The survey, published yesterday by the Chartered Institute of Purchasing and Supply, is further evidence of the unbalanced nature of the UK economic recovery.

Growth of CIPS's broad measure of manufacturing activity slowed in December to its weakest pace in three months, as the rate of increase of new orders eased significantly.

The significantly weaker-than-expected survey pushed the pound to a 17-month low against the dollar, with sterling dropping well below $1.54. Financial markets took the view that the soft manufacturing performance in December made it even more likely the first rise in UK base rates from their record low of 0.5 per cent would not come anytime soon.

CIPS's purchasing managers' index for UK manufacturing, which measures changes in output, new orders, employment, suppliers' delivery times and stocks of goods purchased, fell from 53.3 in November to 52.5 in December on a seasonally-adjusted basis.

While above the level of 50 deemed to separate expansion from contraction, the December PMI reading signalled the weakest monthly growth since September.

The average reading for the October to December period signalled the slowest growth in a year-and-a-half.

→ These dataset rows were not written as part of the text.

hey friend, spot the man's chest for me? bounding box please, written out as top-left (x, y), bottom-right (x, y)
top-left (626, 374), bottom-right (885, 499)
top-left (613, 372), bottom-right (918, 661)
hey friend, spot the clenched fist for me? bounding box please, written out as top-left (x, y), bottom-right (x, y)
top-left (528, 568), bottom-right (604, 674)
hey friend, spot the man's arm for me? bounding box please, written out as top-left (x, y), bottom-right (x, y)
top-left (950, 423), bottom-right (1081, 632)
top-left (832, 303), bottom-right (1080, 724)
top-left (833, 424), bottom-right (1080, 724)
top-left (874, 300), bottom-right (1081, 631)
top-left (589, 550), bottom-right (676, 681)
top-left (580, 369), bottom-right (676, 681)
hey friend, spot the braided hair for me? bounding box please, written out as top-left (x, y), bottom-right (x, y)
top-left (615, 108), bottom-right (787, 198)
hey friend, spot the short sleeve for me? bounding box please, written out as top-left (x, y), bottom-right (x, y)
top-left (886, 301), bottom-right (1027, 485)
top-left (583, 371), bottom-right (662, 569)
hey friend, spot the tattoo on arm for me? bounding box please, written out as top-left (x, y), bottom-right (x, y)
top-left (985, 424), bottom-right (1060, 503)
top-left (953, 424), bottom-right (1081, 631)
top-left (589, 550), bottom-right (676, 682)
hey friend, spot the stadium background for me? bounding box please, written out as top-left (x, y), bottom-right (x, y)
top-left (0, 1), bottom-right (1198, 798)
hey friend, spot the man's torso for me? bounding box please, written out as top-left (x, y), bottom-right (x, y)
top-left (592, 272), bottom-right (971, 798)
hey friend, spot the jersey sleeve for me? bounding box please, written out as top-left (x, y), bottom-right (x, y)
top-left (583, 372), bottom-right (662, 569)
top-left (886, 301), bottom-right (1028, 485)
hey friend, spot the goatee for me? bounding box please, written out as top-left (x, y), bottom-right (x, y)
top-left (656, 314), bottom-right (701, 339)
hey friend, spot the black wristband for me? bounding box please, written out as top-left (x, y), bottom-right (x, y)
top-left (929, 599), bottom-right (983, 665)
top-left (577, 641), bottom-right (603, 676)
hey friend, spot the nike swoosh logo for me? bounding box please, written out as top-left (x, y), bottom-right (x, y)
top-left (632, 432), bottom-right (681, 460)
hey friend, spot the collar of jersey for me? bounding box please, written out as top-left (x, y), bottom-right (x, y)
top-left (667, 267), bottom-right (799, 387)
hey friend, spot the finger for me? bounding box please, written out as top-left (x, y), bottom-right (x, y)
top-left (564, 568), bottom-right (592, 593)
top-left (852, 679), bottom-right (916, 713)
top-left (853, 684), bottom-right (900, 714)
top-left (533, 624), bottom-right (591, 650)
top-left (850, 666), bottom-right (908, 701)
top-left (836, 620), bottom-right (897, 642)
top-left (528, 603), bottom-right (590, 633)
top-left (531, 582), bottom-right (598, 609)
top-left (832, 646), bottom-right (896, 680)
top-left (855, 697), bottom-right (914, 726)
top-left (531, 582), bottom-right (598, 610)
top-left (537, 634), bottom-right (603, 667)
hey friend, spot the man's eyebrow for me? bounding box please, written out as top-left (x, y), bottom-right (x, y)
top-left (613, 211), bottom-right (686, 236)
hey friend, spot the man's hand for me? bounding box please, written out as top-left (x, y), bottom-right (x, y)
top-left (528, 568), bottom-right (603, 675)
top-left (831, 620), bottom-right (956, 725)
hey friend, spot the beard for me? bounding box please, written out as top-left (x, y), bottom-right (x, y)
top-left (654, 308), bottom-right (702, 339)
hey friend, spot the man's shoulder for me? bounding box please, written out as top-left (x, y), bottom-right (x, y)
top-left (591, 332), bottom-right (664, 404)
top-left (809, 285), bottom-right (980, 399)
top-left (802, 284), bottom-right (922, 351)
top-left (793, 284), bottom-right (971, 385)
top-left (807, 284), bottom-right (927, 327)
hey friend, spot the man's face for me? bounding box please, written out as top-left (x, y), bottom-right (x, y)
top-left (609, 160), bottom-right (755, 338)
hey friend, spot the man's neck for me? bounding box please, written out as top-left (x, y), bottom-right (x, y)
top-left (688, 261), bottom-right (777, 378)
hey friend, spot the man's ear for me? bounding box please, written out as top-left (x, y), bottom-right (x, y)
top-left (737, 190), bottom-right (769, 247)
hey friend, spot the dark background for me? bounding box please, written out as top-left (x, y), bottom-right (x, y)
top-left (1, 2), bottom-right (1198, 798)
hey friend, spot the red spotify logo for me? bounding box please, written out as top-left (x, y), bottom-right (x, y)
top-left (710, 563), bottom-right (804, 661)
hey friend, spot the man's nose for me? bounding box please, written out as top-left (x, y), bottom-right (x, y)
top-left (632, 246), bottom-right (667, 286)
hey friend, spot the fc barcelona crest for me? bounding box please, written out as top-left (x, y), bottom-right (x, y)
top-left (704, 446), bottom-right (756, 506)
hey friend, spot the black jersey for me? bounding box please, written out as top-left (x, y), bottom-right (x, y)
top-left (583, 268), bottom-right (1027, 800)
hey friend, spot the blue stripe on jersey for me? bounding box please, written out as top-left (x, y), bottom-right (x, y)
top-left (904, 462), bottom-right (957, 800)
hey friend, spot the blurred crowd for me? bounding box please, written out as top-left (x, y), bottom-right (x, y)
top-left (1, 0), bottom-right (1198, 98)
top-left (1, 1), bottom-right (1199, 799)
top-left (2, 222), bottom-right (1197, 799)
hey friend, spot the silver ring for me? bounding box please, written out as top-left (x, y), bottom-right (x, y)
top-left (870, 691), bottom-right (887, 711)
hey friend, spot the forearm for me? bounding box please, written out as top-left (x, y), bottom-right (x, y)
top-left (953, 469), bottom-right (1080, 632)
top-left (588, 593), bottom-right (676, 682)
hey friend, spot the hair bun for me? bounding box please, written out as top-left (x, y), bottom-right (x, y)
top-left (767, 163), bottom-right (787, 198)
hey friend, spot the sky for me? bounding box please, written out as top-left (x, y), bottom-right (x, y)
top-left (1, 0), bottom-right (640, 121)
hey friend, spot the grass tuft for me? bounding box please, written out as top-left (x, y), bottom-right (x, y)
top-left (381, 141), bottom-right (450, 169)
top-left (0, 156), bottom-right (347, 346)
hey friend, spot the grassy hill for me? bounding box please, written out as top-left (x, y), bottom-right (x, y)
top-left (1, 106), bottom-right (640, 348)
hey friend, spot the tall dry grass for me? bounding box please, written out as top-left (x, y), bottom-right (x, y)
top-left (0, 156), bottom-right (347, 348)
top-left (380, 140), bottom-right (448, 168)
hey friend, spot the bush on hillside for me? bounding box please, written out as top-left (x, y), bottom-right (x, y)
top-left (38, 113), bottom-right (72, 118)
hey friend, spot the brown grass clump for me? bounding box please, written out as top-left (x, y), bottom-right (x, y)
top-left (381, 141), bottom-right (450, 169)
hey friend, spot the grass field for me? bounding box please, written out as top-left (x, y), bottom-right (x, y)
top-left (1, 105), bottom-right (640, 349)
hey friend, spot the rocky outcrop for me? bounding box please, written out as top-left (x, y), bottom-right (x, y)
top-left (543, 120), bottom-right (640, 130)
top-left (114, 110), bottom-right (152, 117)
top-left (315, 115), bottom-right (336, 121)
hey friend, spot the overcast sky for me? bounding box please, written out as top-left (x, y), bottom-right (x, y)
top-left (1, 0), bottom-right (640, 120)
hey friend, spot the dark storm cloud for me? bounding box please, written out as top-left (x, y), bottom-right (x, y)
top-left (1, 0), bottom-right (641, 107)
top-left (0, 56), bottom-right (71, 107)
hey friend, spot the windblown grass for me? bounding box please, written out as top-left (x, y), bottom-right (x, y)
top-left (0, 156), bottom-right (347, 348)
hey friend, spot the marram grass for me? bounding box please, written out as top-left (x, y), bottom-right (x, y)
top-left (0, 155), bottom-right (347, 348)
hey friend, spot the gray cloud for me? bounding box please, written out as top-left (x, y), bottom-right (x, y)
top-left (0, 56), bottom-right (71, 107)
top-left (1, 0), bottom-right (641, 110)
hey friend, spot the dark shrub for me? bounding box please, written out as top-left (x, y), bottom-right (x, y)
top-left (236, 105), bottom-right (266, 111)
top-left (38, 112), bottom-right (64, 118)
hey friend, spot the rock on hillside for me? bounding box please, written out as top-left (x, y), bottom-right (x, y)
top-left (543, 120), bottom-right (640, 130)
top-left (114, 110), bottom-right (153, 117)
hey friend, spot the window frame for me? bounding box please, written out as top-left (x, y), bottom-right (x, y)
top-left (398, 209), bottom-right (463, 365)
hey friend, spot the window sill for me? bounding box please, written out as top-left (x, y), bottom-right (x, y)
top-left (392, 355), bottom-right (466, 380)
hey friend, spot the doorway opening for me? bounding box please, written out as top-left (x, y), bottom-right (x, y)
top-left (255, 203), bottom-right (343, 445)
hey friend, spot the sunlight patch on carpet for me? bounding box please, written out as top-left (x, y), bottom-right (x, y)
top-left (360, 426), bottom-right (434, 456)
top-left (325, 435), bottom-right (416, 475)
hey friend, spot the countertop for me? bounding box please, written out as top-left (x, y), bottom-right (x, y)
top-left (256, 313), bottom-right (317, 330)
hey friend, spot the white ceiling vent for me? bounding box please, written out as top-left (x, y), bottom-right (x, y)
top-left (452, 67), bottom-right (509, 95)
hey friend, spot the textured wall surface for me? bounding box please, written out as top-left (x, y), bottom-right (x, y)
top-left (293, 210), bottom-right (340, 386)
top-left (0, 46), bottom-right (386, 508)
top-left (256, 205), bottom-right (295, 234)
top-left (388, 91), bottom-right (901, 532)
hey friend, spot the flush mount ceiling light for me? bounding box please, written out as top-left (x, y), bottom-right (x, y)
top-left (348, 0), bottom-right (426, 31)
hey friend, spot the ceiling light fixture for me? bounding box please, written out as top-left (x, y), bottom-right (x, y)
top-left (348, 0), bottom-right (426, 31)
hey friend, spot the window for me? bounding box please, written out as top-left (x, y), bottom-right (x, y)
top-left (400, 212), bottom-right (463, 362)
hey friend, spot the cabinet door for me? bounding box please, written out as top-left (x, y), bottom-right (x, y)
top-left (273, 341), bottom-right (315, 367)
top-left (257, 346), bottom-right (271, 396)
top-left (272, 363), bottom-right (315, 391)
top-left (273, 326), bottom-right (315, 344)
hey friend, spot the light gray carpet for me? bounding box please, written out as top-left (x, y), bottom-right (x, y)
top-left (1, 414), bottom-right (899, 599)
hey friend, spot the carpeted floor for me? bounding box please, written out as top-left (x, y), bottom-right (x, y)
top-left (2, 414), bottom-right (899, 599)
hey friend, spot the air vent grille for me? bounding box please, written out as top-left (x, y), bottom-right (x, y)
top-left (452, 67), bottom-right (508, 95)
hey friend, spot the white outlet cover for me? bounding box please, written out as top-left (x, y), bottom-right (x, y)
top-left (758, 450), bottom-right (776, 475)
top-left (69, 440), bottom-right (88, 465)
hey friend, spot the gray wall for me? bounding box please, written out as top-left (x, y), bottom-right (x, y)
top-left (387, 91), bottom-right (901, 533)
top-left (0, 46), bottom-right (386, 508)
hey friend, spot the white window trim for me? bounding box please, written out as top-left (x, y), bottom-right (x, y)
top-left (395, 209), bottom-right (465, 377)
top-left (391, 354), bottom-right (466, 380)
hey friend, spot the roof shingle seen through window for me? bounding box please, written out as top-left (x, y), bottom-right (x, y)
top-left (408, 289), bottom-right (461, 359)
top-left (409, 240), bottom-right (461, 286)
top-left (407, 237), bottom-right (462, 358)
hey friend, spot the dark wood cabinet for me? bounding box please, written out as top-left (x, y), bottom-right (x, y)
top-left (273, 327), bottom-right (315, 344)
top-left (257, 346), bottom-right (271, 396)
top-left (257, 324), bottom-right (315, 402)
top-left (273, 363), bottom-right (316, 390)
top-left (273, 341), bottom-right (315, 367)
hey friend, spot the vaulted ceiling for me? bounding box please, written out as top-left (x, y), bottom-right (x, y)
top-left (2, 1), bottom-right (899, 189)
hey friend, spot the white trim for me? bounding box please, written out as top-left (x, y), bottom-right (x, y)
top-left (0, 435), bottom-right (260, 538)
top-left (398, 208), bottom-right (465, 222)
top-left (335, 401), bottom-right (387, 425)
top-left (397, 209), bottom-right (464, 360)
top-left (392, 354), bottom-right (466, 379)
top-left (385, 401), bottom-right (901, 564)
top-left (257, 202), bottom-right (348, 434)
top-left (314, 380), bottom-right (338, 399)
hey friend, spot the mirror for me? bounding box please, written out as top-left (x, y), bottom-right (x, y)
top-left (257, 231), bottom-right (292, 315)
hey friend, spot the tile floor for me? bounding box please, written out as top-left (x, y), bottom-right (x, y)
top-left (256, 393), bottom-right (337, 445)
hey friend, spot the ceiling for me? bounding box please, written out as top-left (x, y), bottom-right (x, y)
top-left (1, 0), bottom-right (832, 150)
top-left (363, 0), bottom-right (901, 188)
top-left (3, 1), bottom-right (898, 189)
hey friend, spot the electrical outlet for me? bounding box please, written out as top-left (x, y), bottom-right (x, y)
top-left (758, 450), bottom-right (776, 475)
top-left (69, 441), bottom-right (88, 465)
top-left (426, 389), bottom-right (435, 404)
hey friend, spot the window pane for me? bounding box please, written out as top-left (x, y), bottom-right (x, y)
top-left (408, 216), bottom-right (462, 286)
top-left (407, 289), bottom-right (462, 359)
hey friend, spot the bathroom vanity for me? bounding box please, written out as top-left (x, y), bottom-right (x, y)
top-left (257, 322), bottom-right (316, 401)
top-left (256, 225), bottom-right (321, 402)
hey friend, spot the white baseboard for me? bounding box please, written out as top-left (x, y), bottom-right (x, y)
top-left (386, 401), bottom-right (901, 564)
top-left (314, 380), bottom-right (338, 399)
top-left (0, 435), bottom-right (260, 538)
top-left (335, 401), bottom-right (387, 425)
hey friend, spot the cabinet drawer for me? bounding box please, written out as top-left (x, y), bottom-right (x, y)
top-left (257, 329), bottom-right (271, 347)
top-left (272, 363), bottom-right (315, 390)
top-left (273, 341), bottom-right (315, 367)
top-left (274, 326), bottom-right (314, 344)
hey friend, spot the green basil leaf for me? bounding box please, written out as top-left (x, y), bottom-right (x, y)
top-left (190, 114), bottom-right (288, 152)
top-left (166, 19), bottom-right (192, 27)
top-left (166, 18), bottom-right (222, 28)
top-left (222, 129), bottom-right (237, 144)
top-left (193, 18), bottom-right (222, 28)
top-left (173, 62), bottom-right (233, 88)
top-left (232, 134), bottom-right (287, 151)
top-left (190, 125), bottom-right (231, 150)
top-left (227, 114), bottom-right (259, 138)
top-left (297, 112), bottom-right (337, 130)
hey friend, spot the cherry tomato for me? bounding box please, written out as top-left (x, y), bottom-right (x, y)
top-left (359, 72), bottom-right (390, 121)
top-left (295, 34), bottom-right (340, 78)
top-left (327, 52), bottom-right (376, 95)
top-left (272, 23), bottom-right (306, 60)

Economists had predicted the manufacturing PMI would have risen to 53.7 in December.

Howard Archer, chief UK economist at consultancy IHS Global Insight, said: "Manufacturing activity has clearly lost appreciable momentum compared to the peak levels seen earlier in 2014 and it is unlikely to have made a strong contribution to GDP (gross domestic product) growth in the fourth quarter of last year."